Slave to the Blog: Food, Atrocities, Fire Sales, Boat People, and Cell Phones
The North Korean food situation appears to be deteriorating. Daily NK is reporting on the basis of “North Korean sources” that, as predicted, the spring potato harvest is down. Here in Washington rumor has it that the Administration is likely to decline to provide aid due to concerns over diversion. (Welcome to 1995: its déjà vu all over again. With the Republicans in control of the House and ready to use North Korea as a cudgel with which to beat the Obama administration heading into the elections, do not expect the Administration to expend much political on North Korea.) Indeed, an amendment to the agriculture appropriations bill by Rep. Royce (R-Ca) to prohibit use of the PL-480 (“Food for Peace”) account to provide aid to North Korea passed on a voice vote. One potential source of uncertainty is Europe: having completed their own assessment will the EU insert itself into the situation or defer diplomatically to the stance adopted by South Korea, the US, and Japan. Or maybe they will just decide to send the aid to Greece.
The Korea Times summarized the allegation by a North Korean refugee originally reported by Free North Korea Radio that she was subjected to forcible abortion earlier this year while in custody after being repatriated from China. We documented such claims in both the China- and South Korea-based refugee surveys in Witness to Transformation: Refugee Insights into North Korea. Changes in the North Korean legal code theoretically banned such practices several years ago, but reports such as this one continue.

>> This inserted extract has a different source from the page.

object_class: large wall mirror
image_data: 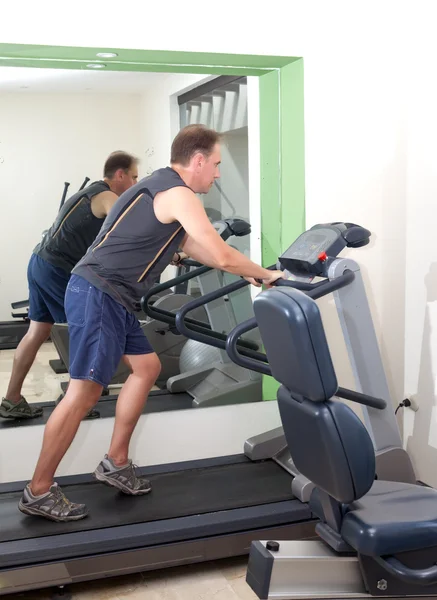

North Korea is once again threatening to “dispose” of South Korean assets at Mt. Kumgang, citing a new law that empowers them to do so. Last month my colleague Steph Haggard characterized the North Korean position as
“This time, we really, really, really mean it.
No investor with the wherewithal to manage a project of this size is going to step into the political and legal problems that such an investment would create; contacts in Seoul report to us that the Chinese see participation in this venture as a no-no. But it is what the new decree says about the North that is revealing: the belief that you can attract new investors while expropriating existing ones.”
While North Korea is cracking down on cell phones operating on the Chinese network, Orascom reports that it has signed up more than 500,000 subscribers on the official North Korean network.